September 17, 2004

Oily Scallion Cakes

I stole this from Mrs. Chiang's Szechwan Cookbook in 1994, and have since used, abused and simplified it many, many times. Posted now because I figure the statute of limitations must have expired.

4 cups wheat flour
1 1/3 cup water
20 scallions (about two bunches)
4 teaspoons salt
12 teaspoons sesame oil
Olive oil

Chop the scallions into disks, as thin as possible. Mix the scallions, the flour and the water thoroughly --- you'll find that a stirring-spoon is much easier to clean off than your hands --- and leave the whole thing alone for half an hour.

Take the mix and divide it into handfuls, say one for each cup of flour you used originally. Press a handful out on an oiled surface until it makes a circle about eight inches across. Sprinkle on this one tea-spoon of salt and three of sesame oil, and spread these evenly and thoroughly over the surface. (Getting the salt even is especially important.) Fold the circle back up into a ball and spread it out again. It is now ready to be fried in the oil. Fry each side until it's a dark but still golden brown; a very small degree of blackening doesn't matter.

Cold scallion cakes are, to my taste, fine (particularly the next morning...), but they reheat nicely in ovens and microwaves.

Notes on ingredients. Over-all proportions. This is scaled to make enough for about eight people. If you want more or less, simply change everything proportionally (i.e., 1/3 cup water and 5 scallions per cup flour). This kind of thinking doesn't work for baking, but this isn't baking. Scallions. Chives, leeks, or the herb called "Chinese chives" (gandana in Afghanistan) can be substituted to taste. Oil. Peanut oil, or even lard, is more authentic, but frankly does nothing for the taste or the already negligible nutritional value.

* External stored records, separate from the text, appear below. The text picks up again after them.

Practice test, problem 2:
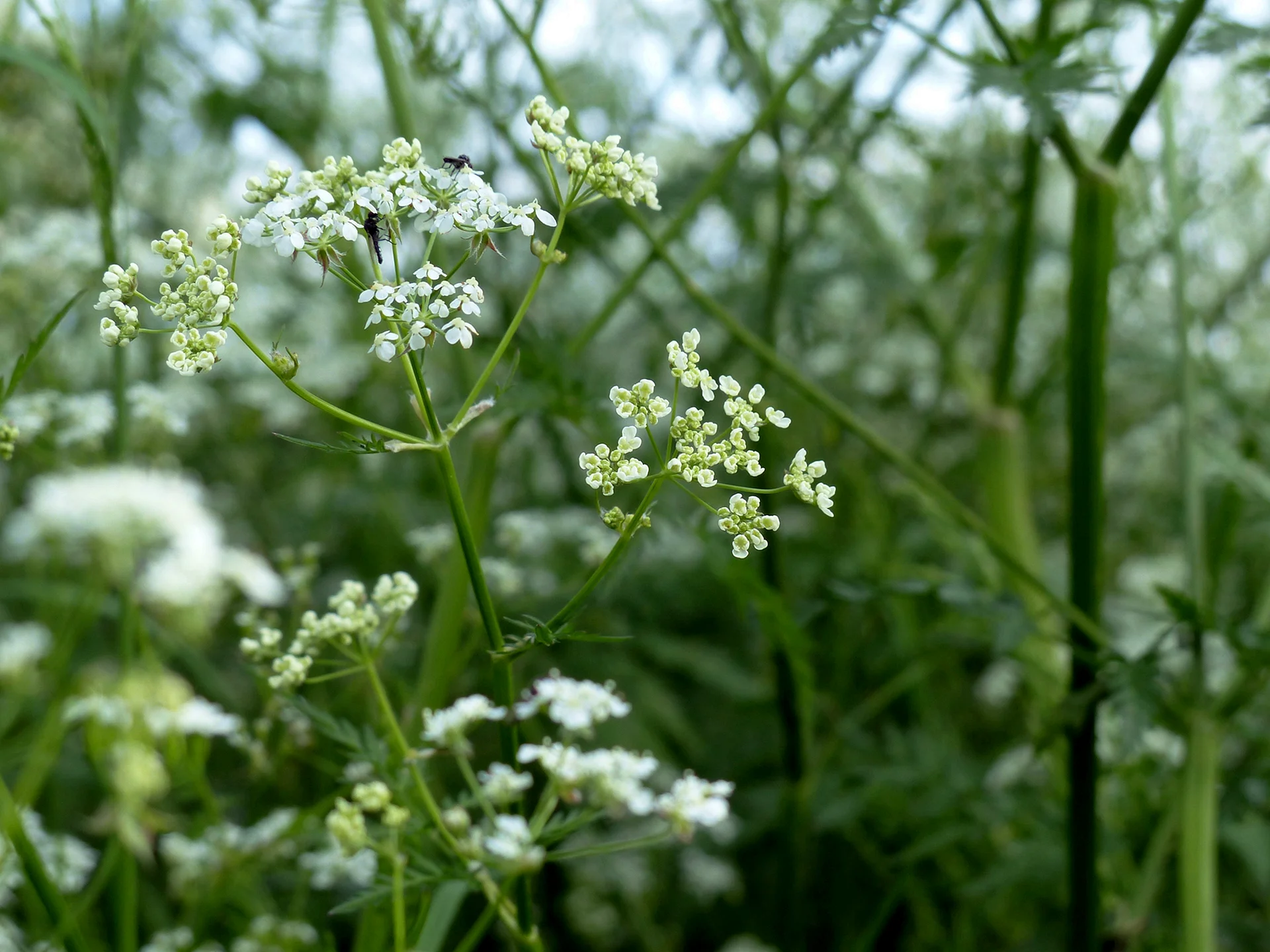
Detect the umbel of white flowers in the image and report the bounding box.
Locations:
[92,97,658,376]
[578,327,837,559]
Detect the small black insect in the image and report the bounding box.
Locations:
[362,212,384,264]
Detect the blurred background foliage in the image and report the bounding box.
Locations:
[0,0,1270,952]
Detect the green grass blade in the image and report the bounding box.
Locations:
[0,291,84,406]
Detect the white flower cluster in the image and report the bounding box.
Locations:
[458,814,546,873]
[719,493,781,559]
[785,450,837,518]
[0,809,98,909]
[357,262,485,362]
[146,225,241,377]
[239,571,419,690]
[243,138,556,259]
[525,97,661,210]
[0,381,189,458]
[140,926,224,952]
[578,426,648,496]
[578,327,834,559]
[326,781,410,857]
[516,670,631,734]
[159,807,297,895]
[0,466,287,625]
[230,915,320,952]
[297,833,380,890]
[0,622,54,686]
[94,264,141,346]
[423,694,507,755]
[416,672,733,875]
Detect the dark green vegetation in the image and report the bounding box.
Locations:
[0,0,1270,952]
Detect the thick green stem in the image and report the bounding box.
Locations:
[112,850,138,952]
[419,386,518,764]
[411,428,508,708]
[992,135,1040,406]
[548,480,663,631]
[1099,0,1204,167]
[1067,175,1117,952]
[229,321,429,446]
[1177,709,1222,952]
[446,214,568,439]
[362,0,414,138]
[632,228,1107,645]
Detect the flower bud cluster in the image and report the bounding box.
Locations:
[785,450,837,518]
[94,264,141,346]
[326,781,410,855]
[719,493,781,559]
[609,379,671,429]
[665,327,719,401]
[525,95,661,210]
[601,505,653,532]
[357,262,485,362]
[516,669,631,735]
[578,426,648,496]
[239,573,419,690]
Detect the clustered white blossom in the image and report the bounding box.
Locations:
[0,622,54,684]
[326,781,410,857]
[525,97,661,210]
[416,672,733,875]
[0,809,98,909]
[578,426,649,496]
[239,571,419,690]
[357,262,485,362]
[0,466,287,625]
[516,670,631,734]
[159,807,297,895]
[578,327,834,559]
[785,450,837,516]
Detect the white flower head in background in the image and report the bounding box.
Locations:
[423,694,507,756]
[516,670,631,734]
[0,466,287,625]
[0,622,54,683]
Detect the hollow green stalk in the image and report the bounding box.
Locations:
[229,321,428,446]
[446,212,568,439]
[548,477,664,631]
[1067,177,1117,952]
[362,0,414,138]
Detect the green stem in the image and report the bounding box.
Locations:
[364,660,458,854]
[112,850,138,952]
[0,777,90,952]
[1099,0,1204,167]
[421,387,517,764]
[548,479,664,631]
[454,754,498,822]
[446,214,566,434]
[229,321,428,444]
[392,848,405,952]
[1177,709,1222,952]
[1068,175,1117,952]
[362,0,414,138]
[631,228,1107,645]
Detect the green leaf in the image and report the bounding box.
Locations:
[1156,585,1208,631]
[414,880,470,952]
[0,293,84,406]
[273,433,389,456]
[0,43,110,159]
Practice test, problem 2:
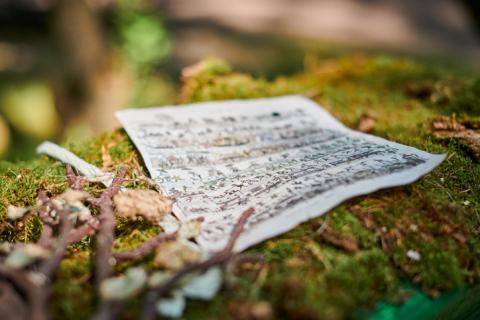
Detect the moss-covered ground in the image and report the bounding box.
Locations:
[0,55,480,319]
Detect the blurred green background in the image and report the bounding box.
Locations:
[0,0,480,160]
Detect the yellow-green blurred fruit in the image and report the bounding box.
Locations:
[1,83,60,138]
[0,116,10,156]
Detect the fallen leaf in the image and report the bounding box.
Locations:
[113,189,172,223]
[228,301,272,320]
[431,116,480,157]
[102,143,115,172]
[55,189,90,203]
[178,219,203,240]
[357,113,377,133]
[154,241,201,270]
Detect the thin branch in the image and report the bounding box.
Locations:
[39,202,72,281]
[68,217,100,244]
[67,164,85,191]
[113,232,177,262]
[141,208,255,320]
[219,208,255,252]
[95,168,127,290]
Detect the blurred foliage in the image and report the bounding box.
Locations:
[0,55,480,319]
[113,0,172,74]
[0,0,175,159]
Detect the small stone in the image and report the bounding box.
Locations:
[113,189,173,223]
[5,243,50,269]
[407,250,422,261]
[55,189,90,204]
[183,267,222,300]
[157,291,186,318]
[100,267,147,301]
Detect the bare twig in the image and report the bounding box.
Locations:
[141,208,254,320]
[67,164,85,191]
[95,168,127,290]
[68,217,100,243]
[39,206,72,281]
[113,232,177,261]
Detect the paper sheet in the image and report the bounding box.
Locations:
[117,96,445,251]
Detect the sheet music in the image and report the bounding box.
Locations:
[117,96,445,251]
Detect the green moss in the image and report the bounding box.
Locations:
[0,55,480,319]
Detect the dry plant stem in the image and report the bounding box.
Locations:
[0,266,45,320]
[113,232,177,262]
[37,190,55,248]
[68,217,100,243]
[95,168,127,290]
[67,164,85,191]
[141,208,255,320]
[39,206,72,281]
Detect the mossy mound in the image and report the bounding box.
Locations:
[0,55,480,319]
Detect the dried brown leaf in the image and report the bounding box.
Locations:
[357,113,377,133]
[154,241,201,271]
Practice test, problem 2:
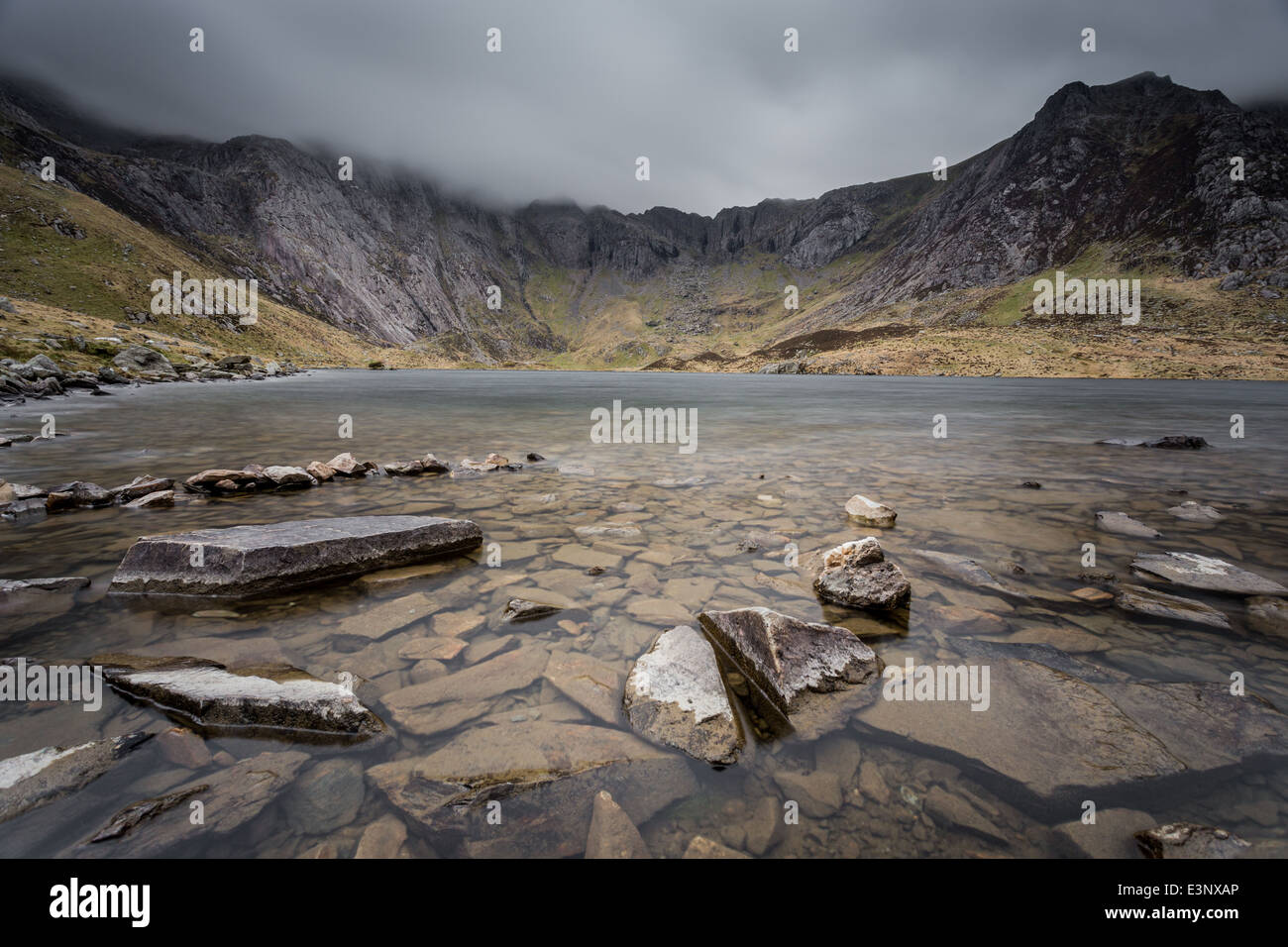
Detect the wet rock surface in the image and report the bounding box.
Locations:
[1136,822,1252,858]
[73,750,309,858]
[368,721,696,854]
[1116,585,1231,629]
[93,655,386,740]
[814,536,912,611]
[623,625,743,766]
[698,608,884,738]
[0,733,152,823]
[1130,553,1288,595]
[0,576,89,634]
[112,517,482,596]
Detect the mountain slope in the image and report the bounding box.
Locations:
[0,73,1288,376]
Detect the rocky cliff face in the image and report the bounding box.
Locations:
[0,73,1288,361]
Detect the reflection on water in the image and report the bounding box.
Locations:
[0,371,1288,857]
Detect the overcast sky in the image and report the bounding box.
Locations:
[0,0,1288,214]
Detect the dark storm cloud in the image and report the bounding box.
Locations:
[0,0,1288,214]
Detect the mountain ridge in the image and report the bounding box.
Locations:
[0,72,1288,378]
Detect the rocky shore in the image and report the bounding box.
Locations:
[0,417,1288,858]
[0,346,300,407]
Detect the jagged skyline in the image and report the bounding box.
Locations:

Things which don't work very well. (1) Adding the salt to the mix at the beginning --- it tends to dessicate the scallions, and so make the mix soggy. (2) Baking the cakes --- they don't taste nearly as good as they do when fried. (3) Leaving the scallions out of the mix and adding them at the same stage as the salt and sesame oil. This is the traditional way, and the one Mrs. Chiang recommends. It involves carefully rolling the cake up, and even more carefully folding it out again for frying, and then frying it with kid gloves. The cakes almost always burst on me, and it doesn't do anything for their taste when it works anyway.

A tasty dipping sauce

9 tablespoons soy sauce
3 tablespoons sesame oil
5 tablespoons vinegar
3/4--1 inch ginger root, chopped very fine.
Chili-garlic sambal, to taste

Mix everything thoroughly before setting out for people to dip their cakes in.

Notes on the sauce. Soy sauce. Almost any kind will do. I like using ponzu sauce instead of regular soy sauce. Vinegar. Especially if you're not using much or any sambal, consider using a hot vinegar, either from an Asian grocery store with Indonesian or Malay connections, or simply making your own. (Put dried red chili peppers in the vinegar to soak for a few days. In fact, leave them in there and keep refilling the jar with fresh vinegar.)